Core Database Tables
| Table | Purpose |
|---|---|
articles | Scraped news articles (title, content, URL, date, keywords, duplicate flag) |
monitor_websites | 42 monitored websites (name, URL, CSS selector, category, enabled) |
system_keywords | Keywords for relevance scoring (core vs auxiliary, with weight) |
Usage
Full Pipeline
python scripts/news_digest_v2/run_all_stages.py
Takes ~5 minutes (network-bound, 42 websites).
Entry Point (PowerShell wrapper)
For OpenClaw or automated integration, create a wrapper script that:
- Runs the pipeline
- Reads the output file
- Sends to your preferred messaging platform
Cron Job Example
schedule: "0 20 * * *" # Daily 20:00
payload:
run: python scripts/news_digest_v2/run_all_stages.py
then: read .news-digest-out.md and send to messaging
timeout: 600 # 10 minutes
Output Format
【来源:标题】
摘要内容(智能选段,300字以内,包含关键数据和核心事实)
发布时间:YYYY-MM-DD
原文链接:http://...
摘要质量保证
不完整句子自动过滤:
- 摘要末尾以逗号、顿号、分号、冒号等结尾 → 回退截断到上一个句号
- 全文没有句号(整段残缺)→ 直接丢弃,不输出
- 截断时信息损失超过 40% → 整段放弃,宁缺毋滥
教程/指南类内容全部过滤:
- 标题或内容包含"教程"、"指南"、"攻略"、"手把手"、"从零开始"等 → 自动排除
- 科研绘图/PS教程/Illustrator教程 → 自动排除
- 详见
rules_config.py中social分类的教程关键词列表
Key Features
Smart Summary Extraction (fetcher.py → extract_brief_summary)
Not simple truncation. Each paragraph is scored by:
- Position: Lead paragraph +10, top-3 +5 (inverted pyramid journalism)
- Data density: Numbers × 1.5
- Signal words: 印发/发布/宣布/决定/完成/启动 (+2 each)
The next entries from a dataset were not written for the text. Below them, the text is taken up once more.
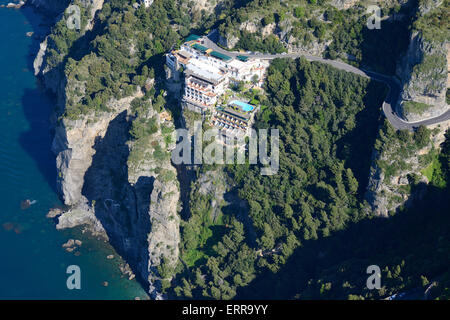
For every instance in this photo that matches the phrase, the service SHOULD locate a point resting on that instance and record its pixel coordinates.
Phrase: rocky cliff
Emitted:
(52, 7)
(424, 69)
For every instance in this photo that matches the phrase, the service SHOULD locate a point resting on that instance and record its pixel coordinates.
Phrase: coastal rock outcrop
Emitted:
(424, 69)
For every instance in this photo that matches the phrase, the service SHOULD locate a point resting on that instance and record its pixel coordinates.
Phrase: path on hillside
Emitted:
(391, 99)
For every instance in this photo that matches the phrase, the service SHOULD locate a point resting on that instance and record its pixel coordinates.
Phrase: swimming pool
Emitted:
(244, 106)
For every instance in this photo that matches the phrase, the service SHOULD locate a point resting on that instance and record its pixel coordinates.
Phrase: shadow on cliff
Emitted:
(122, 208)
(357, 145)
(38, 106)
(417, 236)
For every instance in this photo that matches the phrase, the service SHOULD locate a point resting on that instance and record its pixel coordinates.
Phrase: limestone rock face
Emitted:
(133, 204)
(53, 7)
(385, 193)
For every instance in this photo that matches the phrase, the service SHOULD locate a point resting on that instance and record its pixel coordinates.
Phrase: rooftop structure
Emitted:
(235, 119)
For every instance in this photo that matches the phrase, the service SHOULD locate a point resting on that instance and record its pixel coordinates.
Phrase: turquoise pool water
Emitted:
(32, 262)
(244, 106)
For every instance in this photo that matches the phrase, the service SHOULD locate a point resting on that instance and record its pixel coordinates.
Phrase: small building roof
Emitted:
(221, 56)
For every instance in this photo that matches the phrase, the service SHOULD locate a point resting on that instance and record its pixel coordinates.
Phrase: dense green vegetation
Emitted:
(435, 26)
(411, 248)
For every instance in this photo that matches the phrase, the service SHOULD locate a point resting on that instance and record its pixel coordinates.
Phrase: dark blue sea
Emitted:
(32, 261)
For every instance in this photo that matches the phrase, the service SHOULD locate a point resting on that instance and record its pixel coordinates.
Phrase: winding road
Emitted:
(389, 103)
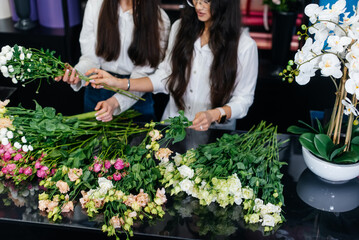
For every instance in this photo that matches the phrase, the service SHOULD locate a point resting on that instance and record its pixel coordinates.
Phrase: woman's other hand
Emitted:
(100, 78)
(70, 76)
(203, 120)
(105, 109)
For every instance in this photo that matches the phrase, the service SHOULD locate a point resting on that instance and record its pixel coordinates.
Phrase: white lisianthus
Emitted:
(186, 172)
(9, 134)
(177, 159)
(8, 56)
(330, 66)
(5, 49)
(186, 185)
(105, 184)
(2, 60)
(338, 44)
(17, 145)
(25, 148)
(268, 220)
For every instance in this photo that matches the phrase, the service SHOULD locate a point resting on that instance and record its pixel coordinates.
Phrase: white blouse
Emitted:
(123, 65)
(197, 95)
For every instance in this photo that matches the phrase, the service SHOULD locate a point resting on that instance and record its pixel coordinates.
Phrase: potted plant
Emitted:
(284, 15)
(331, 151)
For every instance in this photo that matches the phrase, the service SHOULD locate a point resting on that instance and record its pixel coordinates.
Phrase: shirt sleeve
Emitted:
(88, 36)
(159, 78)
(243, 94)
(143, 71)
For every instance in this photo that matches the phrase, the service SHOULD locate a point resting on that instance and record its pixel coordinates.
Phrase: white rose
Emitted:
(8, 55)
(25, 148)
(268, 220)
(17, 145)
(247, 193)
(4, 69)
(105, 184)
(177, 159)
(5, 49)
(9, 134)
(186, 185)
(4, 141)
(186, 171)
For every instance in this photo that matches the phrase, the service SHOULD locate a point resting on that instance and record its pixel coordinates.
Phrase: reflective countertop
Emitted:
(314, 209)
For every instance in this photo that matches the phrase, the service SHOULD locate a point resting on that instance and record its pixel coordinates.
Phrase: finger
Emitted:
(72, 76)
(66, 75)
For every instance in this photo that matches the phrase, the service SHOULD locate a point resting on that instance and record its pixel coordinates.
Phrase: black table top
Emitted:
(313, 209)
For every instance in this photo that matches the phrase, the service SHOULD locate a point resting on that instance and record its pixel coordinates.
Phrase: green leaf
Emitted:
(297, 130)
(307, 141)
(336, 152)
(347, 157)
(324, 145)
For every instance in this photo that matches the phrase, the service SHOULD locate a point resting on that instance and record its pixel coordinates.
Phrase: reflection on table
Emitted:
(313, 209)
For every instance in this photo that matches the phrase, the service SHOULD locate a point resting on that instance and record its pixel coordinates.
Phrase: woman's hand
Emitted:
(105, 109)
(203, 120)
(101, 78)
(70, 76)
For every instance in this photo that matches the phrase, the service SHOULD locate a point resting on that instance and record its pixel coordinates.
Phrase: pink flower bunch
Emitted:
(111, 169)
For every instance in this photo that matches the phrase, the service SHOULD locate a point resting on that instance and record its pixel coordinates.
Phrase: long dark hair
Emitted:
(224, 31)
(145, 47)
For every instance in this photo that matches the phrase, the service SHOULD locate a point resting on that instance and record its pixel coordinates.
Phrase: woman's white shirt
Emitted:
(197, 95)
(123, 65)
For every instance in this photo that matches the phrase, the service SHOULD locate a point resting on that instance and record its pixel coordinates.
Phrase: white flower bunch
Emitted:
(15, 62)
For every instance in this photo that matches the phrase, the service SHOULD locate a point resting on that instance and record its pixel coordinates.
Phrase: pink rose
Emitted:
(97, 167)
(74, 174)
(37, 165)
(41, 173)
(67, 207)
(107, 164)
(119, 164)
(117, 177)
(63, 186)
(17, 157)
(28, 171)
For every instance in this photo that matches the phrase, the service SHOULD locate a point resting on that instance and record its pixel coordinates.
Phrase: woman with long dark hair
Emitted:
(124, 37)
(210, 69)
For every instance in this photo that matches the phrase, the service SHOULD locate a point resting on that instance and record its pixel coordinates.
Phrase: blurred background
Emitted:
(56, 25)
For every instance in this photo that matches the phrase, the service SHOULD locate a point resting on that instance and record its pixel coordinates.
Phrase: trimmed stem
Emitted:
(340, 108)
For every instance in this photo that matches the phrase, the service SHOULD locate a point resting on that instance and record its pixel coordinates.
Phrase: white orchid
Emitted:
(330, 65)
(338, 44)
(349, 107)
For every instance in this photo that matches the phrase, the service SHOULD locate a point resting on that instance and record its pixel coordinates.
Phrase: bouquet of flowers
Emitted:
(331, 47)
(27, 65)
(237, 169)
- Entity density: Organizations, locations (+1 each)
- Completeness: Full sentence ending +3
Then filtered: removes image captions, journalist bylines, ads, subtitles, boilerplate.
截断保护:截断时信息损失 >40% → 整段放弃。
摘要后处理 (formatter.py → clean_summary)
- 电头/记者署名清理(预编译正则,支持新华社、中新网、财联社等)
- 不完整句子过滤:以逗号/顿号/分号结尾 → 回退到上一个句号
- 全文无句号 → 丢弃(不输出残缺内容)
Filtering Rules (rules_config.py)
Excluded topics: entertainment, social news, violence, crime cases, health/wellness, education, automotive consumer news, science popularization (科普类), animal/archaeology news.
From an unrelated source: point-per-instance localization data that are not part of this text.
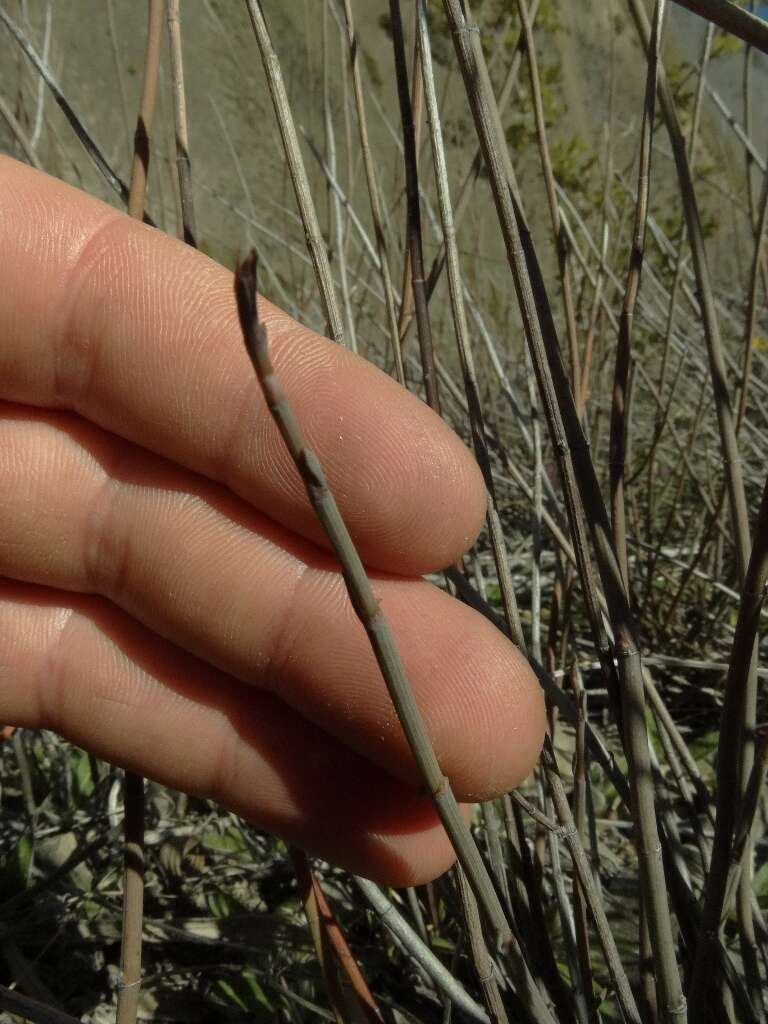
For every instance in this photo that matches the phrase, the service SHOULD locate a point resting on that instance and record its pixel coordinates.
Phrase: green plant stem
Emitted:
(374, 622)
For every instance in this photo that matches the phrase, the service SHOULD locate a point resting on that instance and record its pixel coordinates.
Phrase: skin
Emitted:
(166, 597)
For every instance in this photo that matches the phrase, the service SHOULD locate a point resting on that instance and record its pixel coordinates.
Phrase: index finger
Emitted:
(138, 333)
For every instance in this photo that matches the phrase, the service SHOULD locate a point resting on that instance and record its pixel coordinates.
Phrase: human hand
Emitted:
(165, 597)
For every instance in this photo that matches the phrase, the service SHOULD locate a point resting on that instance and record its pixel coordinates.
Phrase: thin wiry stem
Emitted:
(183, 168)
(30, 1010)
(441, 978)
(336, 227)
(331, 946)
(374, 194)
(732, 18)
(314, 241)
(728, 767)
(558, 408)
(620, 412)
(372, 617)
(456, 292)
(19, 134)
(415, 253)
(133, 865)
(91, 148)
(483, 963)
(118, 66)
(594, 901)
(563, 257)
(748, 341)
教程类(全部过滤):教程、指南、攻略、入门、自学、从零开始、手把手、保姆级教程、怎么做、如何使用、操作步骤、图文教程、视频教程、科研绘图、PS教程、Illustrator、AI教程、钢笔工具、高斯模糊、路径查找器等。
Invalid keywords: clickbait patterns, advertising, webpage navigation elements.
See scripts/news_digest_v2/rules_config.py for full lists.
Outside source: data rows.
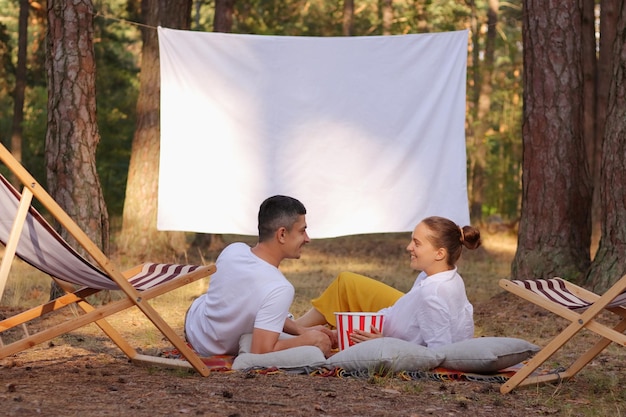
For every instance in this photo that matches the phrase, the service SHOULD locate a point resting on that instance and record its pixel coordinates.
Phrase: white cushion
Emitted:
(386, 354)
(486, 354)
(297, 357)
(245, 341)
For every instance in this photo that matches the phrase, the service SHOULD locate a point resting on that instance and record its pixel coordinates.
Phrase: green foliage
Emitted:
(118, 47)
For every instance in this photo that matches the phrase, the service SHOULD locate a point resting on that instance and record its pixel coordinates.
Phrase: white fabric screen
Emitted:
(368, 132)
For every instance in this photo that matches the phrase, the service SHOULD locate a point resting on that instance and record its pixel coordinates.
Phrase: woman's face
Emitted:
(424, 256)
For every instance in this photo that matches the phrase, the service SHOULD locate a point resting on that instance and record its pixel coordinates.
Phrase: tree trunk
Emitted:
(348, 17)
(223, 21)
(387, 12)
(139, 233)
(555, 226)
(479, 150)
(608, 24)
(20, 82)
(72, 135)
(610, 261)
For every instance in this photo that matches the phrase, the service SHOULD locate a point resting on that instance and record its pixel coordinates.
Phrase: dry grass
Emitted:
(596, 392)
Deduplication (similarity.py)
- Jaccard similarity on keyword sets
- Threshold: ≥90% → mark as duplicate
- Only one version appears in output
Date Filtering
- Normal: within 3 days
- Holidays: within 7 days
- No date → discard
- Old URLs (year > 1 year ago) → skip
Configuration
Environment Variables
| Variable | Default | Description |
|---|---|---|
NEWS_DIGEST_DB | news_digest_v2/news.db | SQLite database path |
NEWS_DIGEST_LLM_API_KEY | (empty) | LLM API key for Stage 2.5 summarization |
NEWS_DIGEST_LLM_BASE_URL | (empty) | LLM API base URL |
NEWS_DIGEST_LLM_MODEL | qwen-plus | LLM model name |
If LLM env vars are not set, Stage 2.5 is silently skipped and rule-based summaries are used instead.
Add/Remove Websites
Edit monitor_websites table:
INSERT INTO monitor_websites (name, url, selector, category, enabled)
VALUES ('示例网站', 'https://example.com', 'a', '财经', 1);
Customize Keywords
Edit system_keywords table:
INSERT INTO system_keywords (keyword, category, weight, enabled)
VALUES ('新能源', 'core', 5, 1);
Adjust Output
In config.py:
MAX_OUTPUT_COUNT = 35(max articles per digest)SIMILARITY_THRESHOLD = 0.90
Files
news-digest/
├── SKILL.md
└── scripts/
└── news_digest_v2/
├── __init__.py
├── config.py # DB path, websites, keywords, holidays, LLM config
├── database.py # SQLite operations
├── fetcher.py # Web scraping + smart summary extraction
├── filters.py # Content filtering logic
├── formatter.py # Output formatting + incomplete sentence handling
├── rules_config.py # Exclusion rules, keywords, dateline patterns
├── similarity.py # Jaccard deduplication
├── stage1_fetch.py # Stage 1 entry (fetch)
├── stage2_process.py # Stage 2 entry (dedup + keywords)
├── stage2_5_llm_summary.py # Stage 2.5 (LLM batch summarization)
├── stage3_output.py # Stage 3 entry (read + format + save)
└── run_all_stages.py # Full pipeline entry
Performance Notes
- ~5 minutes for full 42-website scrape (network I/O bound)
- Some sites may fail (SSL issues, 521 errors, 404s) — pipeline continues
- Recommended cron timeout: 600 seconds
- 数据库是增量追加的,不会被清空。新新闻按 URL 去重插入(
INSERT OR IGNORE),旧新闻保留。 - 重复新闻标记
is_duplicate = 1,不删除。 - 数据库增长约 30-50 条/天,建议定期清理(可选)。